Para os(as) funcionários(as), a escola abriu um momento semanal para escuta, sempre com duas pessoas de plantão para atendimento. Para as famílias, o colégio ofereceu lives sobre os temas escolhidos por elas.

Cuidar do emocional, sempre com inclusão

O Nordeste esteve presente no encontro, com o Instituto Educacional Casa Escola, de Natal (RN). A instituição é referência em inclusão e acolhe estudantes com deficiência. “Cuidar do emocional no dia a dia é construir uma escola mais humanizada”, frisou Priscila Griner, diretora pedagógica.

Ela contou que a escola organizou conselhos de turma, em que estudantes falam sobre assuntos que os(as) incomodam, como solidão, desânimo e desestímulo. “Temos feito um trabalho de acolhimento individual e em grupo, não só para alunos(as), mas para toda a comunidade escolar”, complementou Juliana Guedes de Melo, psicóloga escolar.

Leia também: Encante-se: como criar vínculos familiares mais afetuosos e seguros

Um dos caminhos para a saúde mental é a educação pelo afeto

“Quando uma família chega para conhecer nossa escola, já oferecemos café com pão de queijo. A criança ou o(a) adolescente sempre leva um pedacinho do sítio para casa, como os ovos do nosso galinheiro”, contou Rafael Mansur, gestor institucional da 4 Elementos Sítio Escola, da cidade de Contagem (MG). Segundo ele, o foco é a educação pelo afeto.

Mas a retomada das aulas presenciais não foi tão fácil.

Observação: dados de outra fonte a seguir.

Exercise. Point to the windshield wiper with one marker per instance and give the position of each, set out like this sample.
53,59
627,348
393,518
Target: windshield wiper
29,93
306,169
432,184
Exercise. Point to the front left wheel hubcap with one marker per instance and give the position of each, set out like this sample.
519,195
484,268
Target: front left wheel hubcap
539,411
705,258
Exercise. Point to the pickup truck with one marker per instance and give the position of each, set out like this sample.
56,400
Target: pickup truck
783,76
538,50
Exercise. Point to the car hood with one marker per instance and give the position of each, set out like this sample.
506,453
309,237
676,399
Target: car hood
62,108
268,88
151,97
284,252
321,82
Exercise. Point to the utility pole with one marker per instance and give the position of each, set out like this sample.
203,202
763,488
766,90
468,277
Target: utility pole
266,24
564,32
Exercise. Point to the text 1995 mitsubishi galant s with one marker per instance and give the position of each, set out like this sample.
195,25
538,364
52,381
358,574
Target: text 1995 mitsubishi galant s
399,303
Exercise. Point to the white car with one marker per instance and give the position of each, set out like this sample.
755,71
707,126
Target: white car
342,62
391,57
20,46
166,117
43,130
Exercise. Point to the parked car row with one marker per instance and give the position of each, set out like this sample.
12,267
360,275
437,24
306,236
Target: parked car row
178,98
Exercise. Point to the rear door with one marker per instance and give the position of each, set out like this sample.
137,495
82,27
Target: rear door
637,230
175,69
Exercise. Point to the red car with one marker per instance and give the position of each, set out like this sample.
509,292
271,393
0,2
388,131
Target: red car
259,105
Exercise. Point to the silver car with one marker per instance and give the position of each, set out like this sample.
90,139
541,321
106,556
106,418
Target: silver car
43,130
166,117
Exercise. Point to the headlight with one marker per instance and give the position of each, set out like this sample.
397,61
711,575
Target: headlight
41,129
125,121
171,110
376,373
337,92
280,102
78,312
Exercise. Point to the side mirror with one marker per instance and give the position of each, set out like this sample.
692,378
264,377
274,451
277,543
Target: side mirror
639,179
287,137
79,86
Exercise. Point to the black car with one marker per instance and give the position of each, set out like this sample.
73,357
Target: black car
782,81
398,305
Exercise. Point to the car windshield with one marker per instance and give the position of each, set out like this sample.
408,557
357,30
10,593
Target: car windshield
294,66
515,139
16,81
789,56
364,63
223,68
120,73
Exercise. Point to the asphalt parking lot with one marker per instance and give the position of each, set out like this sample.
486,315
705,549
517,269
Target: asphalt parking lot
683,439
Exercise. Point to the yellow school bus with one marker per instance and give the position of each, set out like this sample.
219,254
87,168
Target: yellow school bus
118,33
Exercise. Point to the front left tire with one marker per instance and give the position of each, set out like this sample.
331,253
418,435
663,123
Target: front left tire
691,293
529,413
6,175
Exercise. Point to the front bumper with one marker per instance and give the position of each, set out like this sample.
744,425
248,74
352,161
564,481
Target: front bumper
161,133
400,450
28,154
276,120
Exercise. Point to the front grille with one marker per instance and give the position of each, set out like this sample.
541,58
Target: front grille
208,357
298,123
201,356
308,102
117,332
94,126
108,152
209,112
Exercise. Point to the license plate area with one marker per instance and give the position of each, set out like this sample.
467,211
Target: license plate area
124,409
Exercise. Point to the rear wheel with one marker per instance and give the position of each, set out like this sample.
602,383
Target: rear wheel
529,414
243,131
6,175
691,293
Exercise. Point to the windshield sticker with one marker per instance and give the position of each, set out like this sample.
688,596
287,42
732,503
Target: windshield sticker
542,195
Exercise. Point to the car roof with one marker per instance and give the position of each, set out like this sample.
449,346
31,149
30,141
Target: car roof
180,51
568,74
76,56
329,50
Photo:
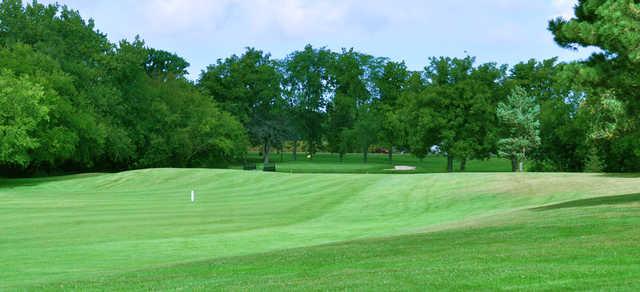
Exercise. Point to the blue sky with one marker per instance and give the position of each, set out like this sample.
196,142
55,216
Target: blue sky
202,31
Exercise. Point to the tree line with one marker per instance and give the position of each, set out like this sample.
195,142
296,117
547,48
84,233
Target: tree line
72,100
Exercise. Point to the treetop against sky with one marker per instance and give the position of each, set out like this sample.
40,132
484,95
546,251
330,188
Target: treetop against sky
412,30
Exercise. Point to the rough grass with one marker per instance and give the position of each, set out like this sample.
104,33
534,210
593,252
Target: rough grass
253,230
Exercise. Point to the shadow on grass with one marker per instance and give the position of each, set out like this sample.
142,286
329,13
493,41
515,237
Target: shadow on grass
597,201
8,183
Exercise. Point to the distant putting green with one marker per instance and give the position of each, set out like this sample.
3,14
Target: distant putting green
377,163
139,230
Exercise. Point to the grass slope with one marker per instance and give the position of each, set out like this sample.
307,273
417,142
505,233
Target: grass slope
257,230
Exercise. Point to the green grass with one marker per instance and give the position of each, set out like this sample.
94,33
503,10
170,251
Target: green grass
377,163
137,230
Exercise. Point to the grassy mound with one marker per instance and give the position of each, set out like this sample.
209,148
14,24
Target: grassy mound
138,229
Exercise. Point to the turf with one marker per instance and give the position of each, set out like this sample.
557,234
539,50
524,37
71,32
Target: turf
138,230
376,163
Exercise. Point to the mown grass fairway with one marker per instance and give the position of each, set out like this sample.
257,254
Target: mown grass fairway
377,163
253,230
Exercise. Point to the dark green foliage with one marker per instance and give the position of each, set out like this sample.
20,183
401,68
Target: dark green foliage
104,106
610,78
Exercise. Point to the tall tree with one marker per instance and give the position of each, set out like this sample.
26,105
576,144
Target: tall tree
391,83
307,83
352,102
610,75
520,116
23,109
248,86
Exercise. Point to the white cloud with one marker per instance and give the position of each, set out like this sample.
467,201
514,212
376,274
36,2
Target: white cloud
179,16
563,8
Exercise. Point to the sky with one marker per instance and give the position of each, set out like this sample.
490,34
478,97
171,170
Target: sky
202,31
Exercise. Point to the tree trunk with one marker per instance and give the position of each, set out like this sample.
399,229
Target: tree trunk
463,164
267,147
295,149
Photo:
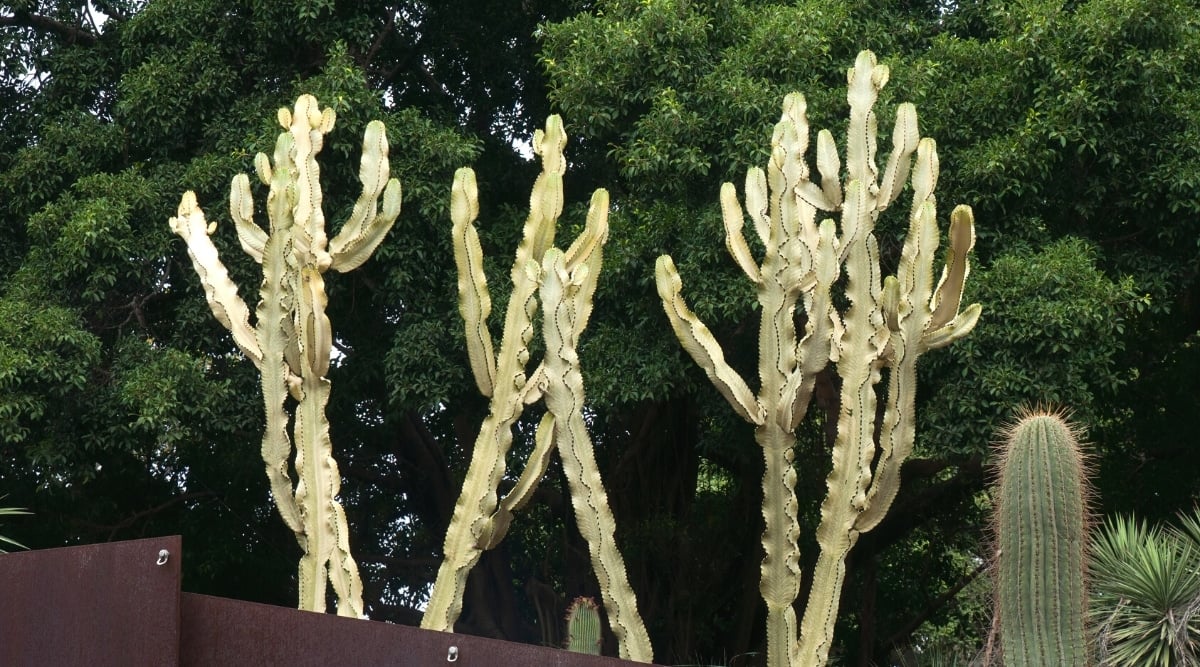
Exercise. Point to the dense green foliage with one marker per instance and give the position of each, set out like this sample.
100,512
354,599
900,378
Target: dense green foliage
1073,128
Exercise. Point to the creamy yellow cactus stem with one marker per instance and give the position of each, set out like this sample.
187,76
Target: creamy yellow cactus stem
291,338
887,324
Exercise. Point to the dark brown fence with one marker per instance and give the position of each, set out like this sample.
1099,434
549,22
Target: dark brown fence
120,605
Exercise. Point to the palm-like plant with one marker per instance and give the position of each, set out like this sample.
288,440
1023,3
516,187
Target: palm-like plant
11,511
1145,593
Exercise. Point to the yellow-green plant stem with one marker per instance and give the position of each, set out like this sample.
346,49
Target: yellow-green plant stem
567,282
292,337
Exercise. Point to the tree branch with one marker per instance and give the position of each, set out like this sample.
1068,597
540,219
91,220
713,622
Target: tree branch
73,35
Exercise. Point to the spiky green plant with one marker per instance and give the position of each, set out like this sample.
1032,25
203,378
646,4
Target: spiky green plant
583,626
888,324
1145,595
11,511
292,337
1041,527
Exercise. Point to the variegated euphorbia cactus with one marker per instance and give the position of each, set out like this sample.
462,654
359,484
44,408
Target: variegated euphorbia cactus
887,324
565,283
292,338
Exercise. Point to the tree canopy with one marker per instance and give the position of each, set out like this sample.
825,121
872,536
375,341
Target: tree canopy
126,410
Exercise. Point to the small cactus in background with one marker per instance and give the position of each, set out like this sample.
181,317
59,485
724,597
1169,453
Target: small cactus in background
1041,527
583,626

Rafael relatou que as crianças menores, da Educação Infantil, chegaram assustadas à escola, com medo de pegar Covid, ficar doentes e transmitir o vírus para seus avôs e suas avós. Ficavam com a sensação de culpa. Algumas delas também desenvolveram comportamento exagerado com relação à limpeza.

Para enfrentar essa situação, a escola criou o projeto “Hoje eu posso voltar para o Sítio”, em que prevê um trabalho de conscientização sobre o coronavírus para as crianças da Educação Infantil. “A ideia é passar do abstrato para o concreto, mostrando o que é esse vírus invisível, por meio de representações”.

Já para o Ensino Fundamental, a instituição tem o projeto Rizoma. Antes da pandemia, uma vez por semana, os(as) estudantes conversavam sobre diversos problemas enquanto faziam atividades sustentáveis na terra, na estufa ou na composteira. Durante a pandemia, o projeto está ocorrendo de forma on-line. A ideia é retomar as atividades na volta às aulas presenciais.